Discussion in 'Anything goes' started by The Big Ragu, Oct 10, 2006.

  1. The Big Ragu

    The Big Ragu Moderator Staff Member

    Seeing as how I have taken to sharing the mundane, but silly details of my life with this board...

    I had to be in Chelsea a little while ago. It's a neighborhood in Manhattan that I'd describe as "gay friendly." It isn't a gay neighborhood, but there are a lot of gay men who live in the neighborhood. It's a little bit of a haven. It's not the neighborhood couples settle down in cause there are lots of kids and great schools.

    So I got off the subway and I was with a clump of probably 10 to 15 other men as I walked up the stairs to the street. There was a guy standing by the subway entrance with a table and he immediately honed in on me--let the other men walk on by.

    "Hi. Would you please answer some questions to help us better serve our constituents at the Gay Men's something-or-other coalition."

    "I'm not gay."

    "Oh. Sorry. Have a nice day."

    I walk two more blocks. There's another guy standing by a table. This guy looks like he stepped right out of the cast of Queer Eye For the Straight Guy, except with a harder NY edge to him. Takes one look at me, walks over, introduces himself and says, "Would you like to fill out a survey to see if you are a eligible for a confidential research study for gay men."

    "I'm not gay."

    "Oh. Well, here is a card, in case you have any gay friends." He then smiled and pointed toward his table. "And please, help yourself to some candy and condoms."

    I just got home, sat down and pulled out the card he gave me. On the front is a photo of two guys in low, ambient light, groping each other. The tagline says, "like to party?"

    On the back of the card is a series of other questions. In big print: "Hard partier?" "Into guys?"

    In smaller print, questions such as, "Are you a man who has sex with other men? ... and a phone number to call.

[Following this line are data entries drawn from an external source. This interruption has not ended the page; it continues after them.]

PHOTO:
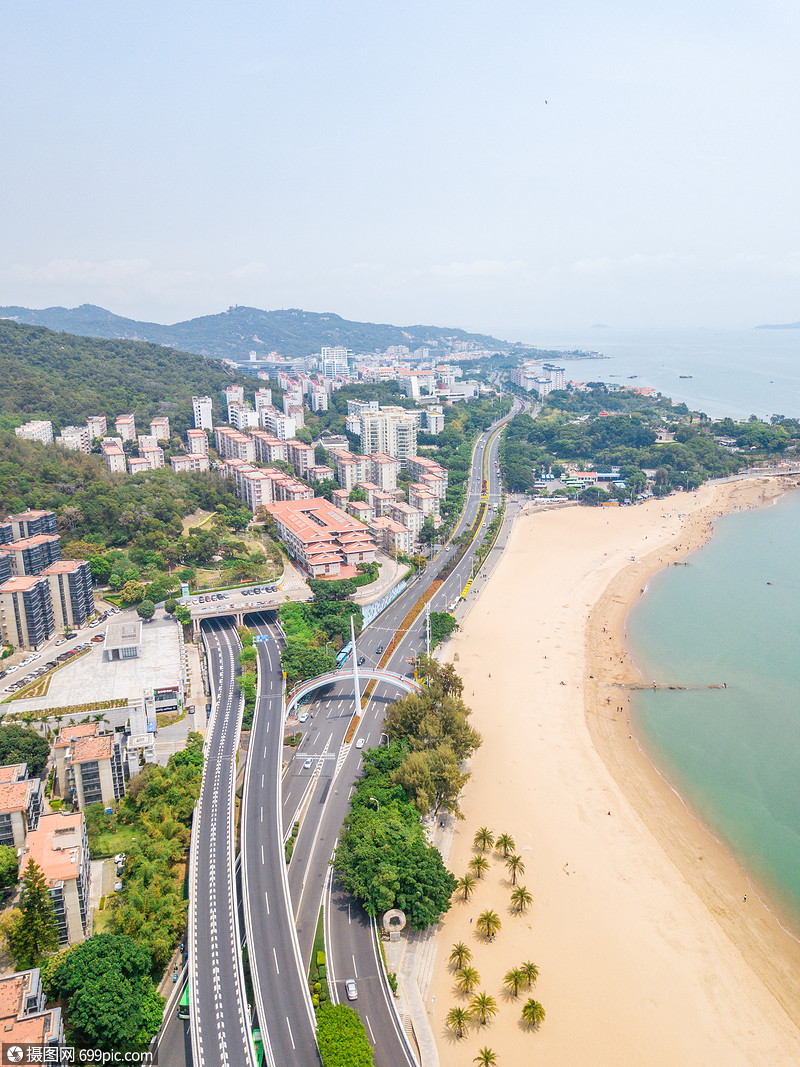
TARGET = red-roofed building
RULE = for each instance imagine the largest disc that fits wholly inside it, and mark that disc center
(322, 538)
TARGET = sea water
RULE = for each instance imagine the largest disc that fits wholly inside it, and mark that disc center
(736, 372)
(732, 616)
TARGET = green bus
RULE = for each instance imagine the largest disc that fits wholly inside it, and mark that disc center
(184, 1004)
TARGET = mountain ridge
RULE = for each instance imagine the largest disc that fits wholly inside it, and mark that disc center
(235, 333)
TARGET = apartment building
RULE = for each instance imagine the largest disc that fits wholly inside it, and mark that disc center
(138, 464)
(77, 439)
(160, 428)
(60, 846)
(26, 611)
(318, 473)
(392, 537)
(90, 765)
(70, 592)
(434, 420)
(421, 497)
(97, 426)
(35, 430)
(408, 515)
(28, 524)
(383, 471)
(126, 427)
(32, 554)
(389, 430)
(242, 416)
(233, 444)
(276, 423)
(113, 457)
(197, 442)
(270, 448)
(334, 362)
(321, 538)
(301, 457)
(203, 412)
(155, 457)
(20, 803)
(196, 461)
(24, 1018)
(420, 467)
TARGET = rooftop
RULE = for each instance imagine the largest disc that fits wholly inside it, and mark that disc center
(56, 846)
(21, 584)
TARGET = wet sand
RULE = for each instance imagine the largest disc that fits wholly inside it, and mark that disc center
(648, 953)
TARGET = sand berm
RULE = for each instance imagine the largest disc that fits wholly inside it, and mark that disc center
(648, 953)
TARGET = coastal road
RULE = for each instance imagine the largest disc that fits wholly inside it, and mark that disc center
(220, 1019)
(280, 988)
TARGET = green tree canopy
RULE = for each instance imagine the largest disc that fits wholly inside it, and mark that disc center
(20, 744)
(34, 935)
(342, 1039)
(111, 1000)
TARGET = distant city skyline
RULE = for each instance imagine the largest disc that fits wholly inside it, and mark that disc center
(499, 171)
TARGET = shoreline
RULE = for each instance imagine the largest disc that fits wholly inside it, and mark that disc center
(644, 923)
(768, 941)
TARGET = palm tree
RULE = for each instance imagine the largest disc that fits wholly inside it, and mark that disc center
(457, 1020)
(485, 1057)
(532, 1013)
(479, 865)
(460, 955)
(489, 923)
(514, 981)
(515, 865)
(521, 898)
(505, 844)
(466, 884)
(466, 978)
(483, 1007)
(483, 839)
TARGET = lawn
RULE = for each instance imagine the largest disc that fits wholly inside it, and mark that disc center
(109, 842)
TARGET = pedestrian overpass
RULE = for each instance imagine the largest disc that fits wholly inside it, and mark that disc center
(389, 678)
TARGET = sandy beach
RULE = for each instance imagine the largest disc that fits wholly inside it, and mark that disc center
(648, 952)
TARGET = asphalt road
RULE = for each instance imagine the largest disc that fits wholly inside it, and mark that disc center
(220, 1020)
(281, 991)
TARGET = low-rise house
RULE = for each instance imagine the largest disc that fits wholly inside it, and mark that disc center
(20, 803)
(24, 1018)
(60, 847)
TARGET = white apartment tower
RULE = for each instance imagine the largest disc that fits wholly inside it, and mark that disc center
(203, 413)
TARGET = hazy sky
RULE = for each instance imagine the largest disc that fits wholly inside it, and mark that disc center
(398, 162)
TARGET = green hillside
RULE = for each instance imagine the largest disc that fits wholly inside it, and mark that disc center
(64, 378)
(235, 333)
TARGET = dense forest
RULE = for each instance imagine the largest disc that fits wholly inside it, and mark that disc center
(98, 507)
(65, 379)
(572, 429)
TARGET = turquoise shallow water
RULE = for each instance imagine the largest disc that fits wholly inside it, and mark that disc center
(733, 615)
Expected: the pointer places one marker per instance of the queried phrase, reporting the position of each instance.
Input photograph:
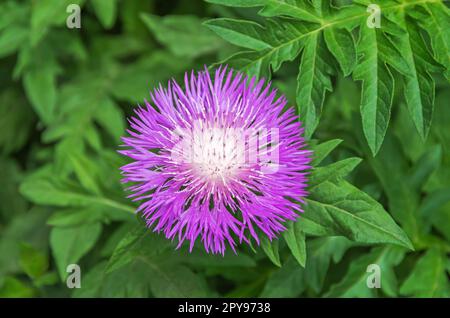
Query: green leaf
(106, 11)
(70, 244)
(428, 278)
(271, 250)
(341, 44)
(49, 191)
(175, 281)
(138, 242)
(288, 281)
(354, 283)
(434, 18)
(377, 88)
(184, 35)
(40, 87)
(321, 252)
(11, 39)
(295, 239)
(322, 150)
(241, 33)
(286, 37)
(341, 209)
(333, 172)
(46, 14)
(33, 262)
(111, 118)
(313, 82)
(293, 8)
(419, 85)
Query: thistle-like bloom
(220, 161)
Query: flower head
(221, 160)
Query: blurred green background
(64, 97)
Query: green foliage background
(374, 103)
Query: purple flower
(221, 160)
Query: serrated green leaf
(293, 8)
(377, 88)
(341, 44)
(242, 33)
(342, 209)
(419, 85)
(313, 82)
(434, 18)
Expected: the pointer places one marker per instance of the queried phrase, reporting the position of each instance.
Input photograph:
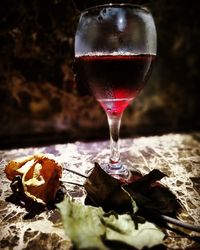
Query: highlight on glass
(115, 47)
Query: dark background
(40, 102)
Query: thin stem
(114, 122)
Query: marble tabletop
(177, 155)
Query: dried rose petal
(40, 177)
(13, 167)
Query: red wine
(114, 79)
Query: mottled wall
(41, 103)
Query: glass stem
(114, 122)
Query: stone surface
(177, 155)
(38, 90)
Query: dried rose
(40, 176)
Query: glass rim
(120, 5)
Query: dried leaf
(90, 228)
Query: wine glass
(115, 46)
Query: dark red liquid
(114, 79)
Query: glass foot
(117, 170)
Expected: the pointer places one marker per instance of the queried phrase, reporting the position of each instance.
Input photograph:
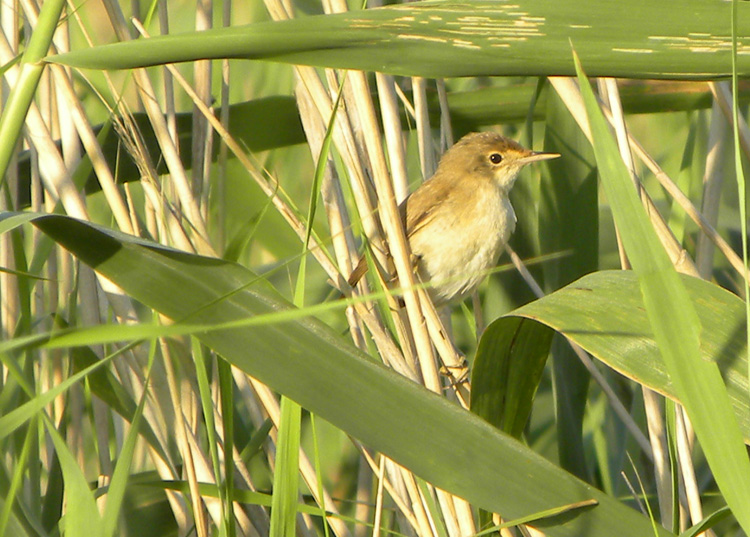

    So on that note, have at me fellas (not literally)...
  2. OTD

    OTD Well-Known Member

    Maybe you ought rethink the Danish chick . . . at least, you know, as a beard or something.
  3. slappy4428

    slappy4428 Active Member

    Sounds like you've solved your problem from the other night, just in case the Danish goes bad or the shrew doesn't want to compromise her "standards" ... not that there's anything wrong with that either...
  4. Songbird

    Songbird Well-Known Member

    There's a Chelsea up here, too. Couple punk teens from there killed married Dartmouth professors a few years ago.
  5. The Big Ragu

    The Big Ragu Moderator Staff Member

    Actually, a small part of me is regretting not having helped myself to some candy and condoms... Just so I could say I did.
  6. slappy4428

    slappy4428 Active Member

    Take it to work for show and tell....
  7. Ragu --
    I'd say your life has gone from 0 to 60 interesting-wise in about two weeks.
    I love New York.
  8. imjustagirl2

    imjustagirl2 New Member

    I've shared a room with you and I'm still not sure you're not gay. I have to decide whose story to believe: yours or Pete's.

  9. Idaho

    Idaho Active Member

    Lemme, guess. He was wearing that nightgown thing he had on in his sig pic.

    I'd have to guess, based on the people that stalk him on this site, that certain dudes dig Ragu.
  10. lono

    lono Active Member

  11. Idaho

    Idaho Active Member

    I've never been approached for a gay market study on the street. My suggestion, Ragu, is to drag a few small children around with you.

    Unless you're a GOP congressman or dressed like Gary Glitter, no one will suspect you of being anything but straight. And the Dutch chicks will leave you alone, too.
  12. OTD

    OTD Well-Known Member

    This is just a guess, but I'm thinking they don't do a lot of gay surveys in SLC or southern Idaho. I could be wrong, of course.